New Emerging Technologies: The alternative energy industry remains an emerging sector with a steady focus on the lowest-cost technology. This may prove disastrous for existing companies riding the solar boom should a cheaper alternative emerge. The industry also has to deal with cost-competitiveness from traditional means of electricity generation.
Globally, China leads the world in total electricity generation from renewable sources, helped by its increased allegiance in recent times to the alternative path. It is followed closely by the U.S., Brazil and Canada.

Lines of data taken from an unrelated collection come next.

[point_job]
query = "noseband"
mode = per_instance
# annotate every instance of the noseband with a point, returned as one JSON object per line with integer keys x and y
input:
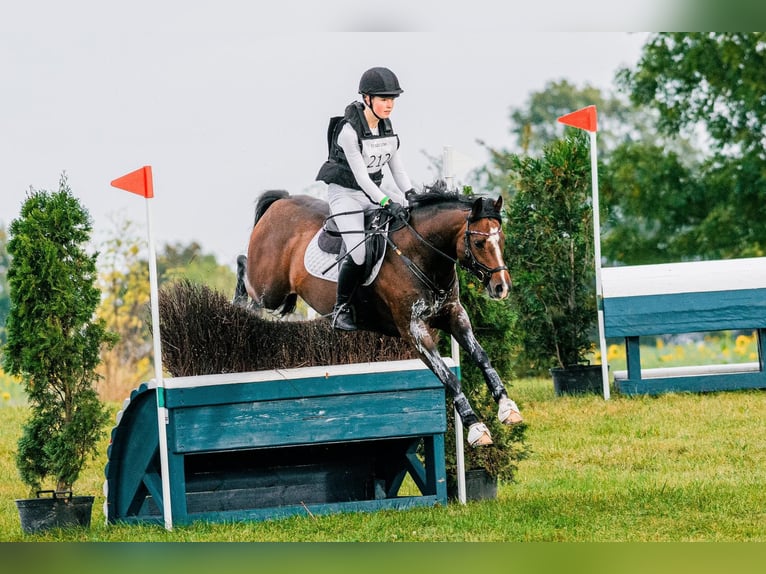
{"x": 482, "y": 272}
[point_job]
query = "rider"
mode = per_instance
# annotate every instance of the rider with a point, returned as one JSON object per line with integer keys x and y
{"x": 361, "y": 143}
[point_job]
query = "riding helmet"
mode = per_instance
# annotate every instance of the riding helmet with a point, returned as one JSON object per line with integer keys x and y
{"x": 380, "y": 82}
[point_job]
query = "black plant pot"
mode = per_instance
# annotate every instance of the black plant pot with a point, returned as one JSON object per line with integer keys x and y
{"x": 479, "y": 485}
{"x": 577, "y": 380}
{"x": 60, "y": 510}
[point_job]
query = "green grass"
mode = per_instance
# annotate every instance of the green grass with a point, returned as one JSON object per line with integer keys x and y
{"x": 678, "y": 467}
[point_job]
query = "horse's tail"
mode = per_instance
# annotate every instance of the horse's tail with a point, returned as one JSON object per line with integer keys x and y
{"x": 265, "y": 201}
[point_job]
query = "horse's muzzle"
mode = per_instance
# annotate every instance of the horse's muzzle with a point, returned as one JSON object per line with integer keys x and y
{"x": 499, "y": 285}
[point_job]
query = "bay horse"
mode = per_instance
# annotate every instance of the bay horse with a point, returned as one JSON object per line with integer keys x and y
{"x": 415, "y": 292}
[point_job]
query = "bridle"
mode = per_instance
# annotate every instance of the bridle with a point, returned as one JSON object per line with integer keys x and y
{"x": 482, "y": 272}
{"x": 473, "y": 265}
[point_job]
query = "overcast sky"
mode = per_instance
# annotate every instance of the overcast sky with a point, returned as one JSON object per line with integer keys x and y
{"x": 224, "y": 106}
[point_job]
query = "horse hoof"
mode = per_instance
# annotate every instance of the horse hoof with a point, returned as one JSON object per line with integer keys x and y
{"x": 478, "y": 435}
{"x": 508, "y": 413}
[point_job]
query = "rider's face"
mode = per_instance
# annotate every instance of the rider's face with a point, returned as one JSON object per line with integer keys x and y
{"x": 382, "y": 106}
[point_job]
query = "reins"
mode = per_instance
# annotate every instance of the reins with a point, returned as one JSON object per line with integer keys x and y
{"x": 481, "y": 271}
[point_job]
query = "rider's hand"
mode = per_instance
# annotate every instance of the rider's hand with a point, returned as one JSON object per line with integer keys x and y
{"x": 396, "y": 210}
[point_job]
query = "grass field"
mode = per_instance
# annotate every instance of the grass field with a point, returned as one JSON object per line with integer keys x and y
{"x": 678, "y": 467}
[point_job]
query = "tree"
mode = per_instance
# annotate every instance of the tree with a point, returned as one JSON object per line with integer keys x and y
{"x": 124, "y": 308}
{"x": 53, "y": 339}
{"x": 550, "y": 256}
{"x": 5, "y": 299}
{"x": 712, "y": 83}
{"x": 535, "y": 126}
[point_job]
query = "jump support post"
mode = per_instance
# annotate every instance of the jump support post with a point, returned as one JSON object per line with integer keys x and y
{"x": 270, "y": 444}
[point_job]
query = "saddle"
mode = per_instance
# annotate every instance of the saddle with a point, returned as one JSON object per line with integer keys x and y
{"x": 377, "y": 224}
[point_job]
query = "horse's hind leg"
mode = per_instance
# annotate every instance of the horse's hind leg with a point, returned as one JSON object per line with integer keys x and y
{"x": 478, "y": 433}
{"x": 240, "y": 292}
{"x": 507, "y": 411}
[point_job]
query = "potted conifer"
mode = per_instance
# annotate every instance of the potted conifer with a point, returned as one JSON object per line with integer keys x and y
{"x": 550, "y": 256}
{"x": 53, "y": 345}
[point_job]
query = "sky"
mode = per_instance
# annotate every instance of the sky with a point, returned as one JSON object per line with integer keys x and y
{"x": 227, "y": 99}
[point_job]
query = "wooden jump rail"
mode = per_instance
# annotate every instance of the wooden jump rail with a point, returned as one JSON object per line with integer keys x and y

All leading solar cell manufacturers are looking for opportunities in the emerging markets. These markets primarily comprise the Asia-Pacific region with China, India and Japan being the key destination for the global solar giants. The long-term outlook on the whole looks bright. This is especially true as global warming and high fuel emission issues have proven how inevitable clean energy sources will be for the future.
However, the global economic turmoil, China's slowdown and the consequent subsidy rollback in the prime global solar markets are appearing to be a major headwind for the renewable energy industry on the whole.
Again, if we are to expand renewable manufacturing infrastructure worldwide to fight the climate crisis, the U.S. as well as the Chinese manufacturers should try to settle their dispute before the industry is hurt at large. Measures to reduce the inflow of Chinese solar panels may hamper the battle against climate change.
Any increase in interest rates may be quite detrimental for the alternative energy space. Note that since the last hike in Dec 2015, interest rates have remained stagnant, with no possibilities of an increase on the horizon. Recently, however, with several Fed officials dropping hints at a potential rate hike in the September meeting itself, prospects of this space appear clouded.